Friday, 10 August 2012

A little big thing from "Starting from A"

Tadi siang saya datang di acara seminar tentang “Disability awareness”. Diadakannya seminar ini oleh dekanat FIB bukannya tanpa sebab, tapi karena tahun ini di UB membuka jalur masuk untuk orang – orang yang mengalami “kekurangan” seperti tuna rungu, tuna netra, tuna daksa dan FIB mendapat mahasiswa baru tersebut dengan jumlah yang paling banyak di antara fakultas lainnya. Sehingga perlu adanya pengetahuan bagaimana cara menangani mahasiswa dengan kemampuan special itu dalam lingkungan akademik. Selain itu, acara ini juga akan dilanjutkan dengan ceramah agama dan ditutup dengan acara buka bersama untuk merayakan dies natalis FIB yang ke-3 dan peresmian lantai 1 gedung baru FIB (sebenarnya ini nih yang paling dinanti :P #ups)
Oke, kembali ke seminar tadi. Awalnya saya tidak terlalu tertarik dengan undangan tersebut, tapi karena saya didelegasikan oleh ketua DPM ya sudah saya ikuti saja, itung – itung dapet pengetahuan baru :p Pembicara dalam seminar ini adalah penggagas adanya program seleksi mahasiswa difabel di Universitas Brawijaya (sebagai pioneer universitas yang membuka kesempatan akademik bagi para difabel di indonesia), yakni bapak Slamet Tohari. Beliau berjalan menggunakan kruk namun tak menghalangi beliau untuk mencari ilmu, bahkan beliau akan melanjutkan studinya untuk S3. Beliau menyampaikan mengenai apa itu difabel, sensivitasnya serta cara menanganinya. Selain itu, beliau juga menampilkan sebuah film pendek berjudul :

“Starting from A”


Diceritakan ada seorang perempuan penyandang tuna netra yang berteman dengan laki – laki penyandang tuna rungu dan bisu. Awalnya, perempuan itu mengajari laki – laki tersebut mengucapkan huruf A. kemudian mereka melakukan sholat, perempuan itu membentangkan sajadahnya namun terbalik arahnya dan si laki – laki membetulkan posisi sajadahnya. Terjadi hal yang cukup unik, si perempuanlah yang menjadi imam bagi laki – laki bisu tersebut. Hal tersebut diketahui oleh sang ibu perempuan itu.

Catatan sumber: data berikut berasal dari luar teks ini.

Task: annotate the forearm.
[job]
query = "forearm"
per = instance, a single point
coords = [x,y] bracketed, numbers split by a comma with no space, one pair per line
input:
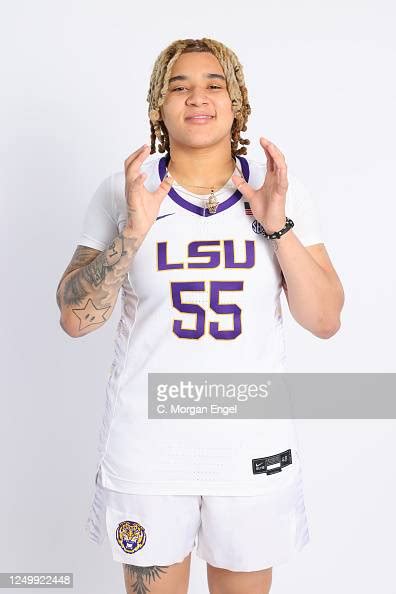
[315,295]
[87,296]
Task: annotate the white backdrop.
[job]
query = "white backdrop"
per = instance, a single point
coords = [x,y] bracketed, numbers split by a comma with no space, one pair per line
[74,78]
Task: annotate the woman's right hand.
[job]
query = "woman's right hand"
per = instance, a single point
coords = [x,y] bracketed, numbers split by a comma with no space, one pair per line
[142,206]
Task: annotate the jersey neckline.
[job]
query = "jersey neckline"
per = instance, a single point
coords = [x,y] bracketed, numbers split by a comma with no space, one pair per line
[204,212]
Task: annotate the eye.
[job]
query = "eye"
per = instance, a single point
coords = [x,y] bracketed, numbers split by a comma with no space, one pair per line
[211,86]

Ibunya mengatakan bahwa si perempuan itu sudah seharusnya mencari seorang suami dan beliau mengatakan bahwa imam itu harus lelaki, jika seorang lelaki tidak dapat menjadi imam, ia tidak pantas disebut lelaki. 
Ditampilkan juga saat perempuan tersebut mengirimkan sms pada lelaki itu. Saya cukup heran, bagaimana mungkin seorang tuna netra bisa sms-an? Namun Ternyata ia juga dapat melakukan hal – hal yang biasa dilakukan orang – orang normal yang kita anggap tidak mungkin. Si perempuan memakai sebuah kacamata hitam yang 1 lensanya lepas namun ia tidak mengetahuinya. Ia pun diajak oleh laki – laki itu ke toko kacamata dan dipilihkannya salah satu. Si laki – laki menanyakan harga pada penjualnya yang sayangnya si penjual tidak memahami maksud laki – laki bisu itu. Ia pun menjelaskan pada perempuan itu melalui bahasa isyarat dengan tangan yang hanya dapat dipahami si perempuan yang lalu disampaikan kepada si penjual. Sungguh komunikasi yang unik!
Pada kesempatan lainnya, perempuan tersebut kembali mengajari laki – laki itu untuk mengucapkan kata : akbar. Berulang – ulang hingga lancar. Bahkan untuk memastikan, si perempuan memegang mulut laki – laki itu untuk mengetahui pelafalannya. Hal yang lucu adalah saat si perempuan meraba dada si lelaki sambil bergantian dengan meraba dadanya lalu meraba ke bagian bawah laki – laki itu. Hal tersebut bukanlah menjadi tabu bagi seorang tuna netra, karena hanya dengan indra peraba ia mampu mengetahui sesuatu yang tak dapat bersuara.
Hingga tiba di scene akhir yakni si laki – laki kini menjadi imam sholat bagi si perempuan. Laki – laki itu akhirnya  mampu melafazhkan : Allahu Akbar. 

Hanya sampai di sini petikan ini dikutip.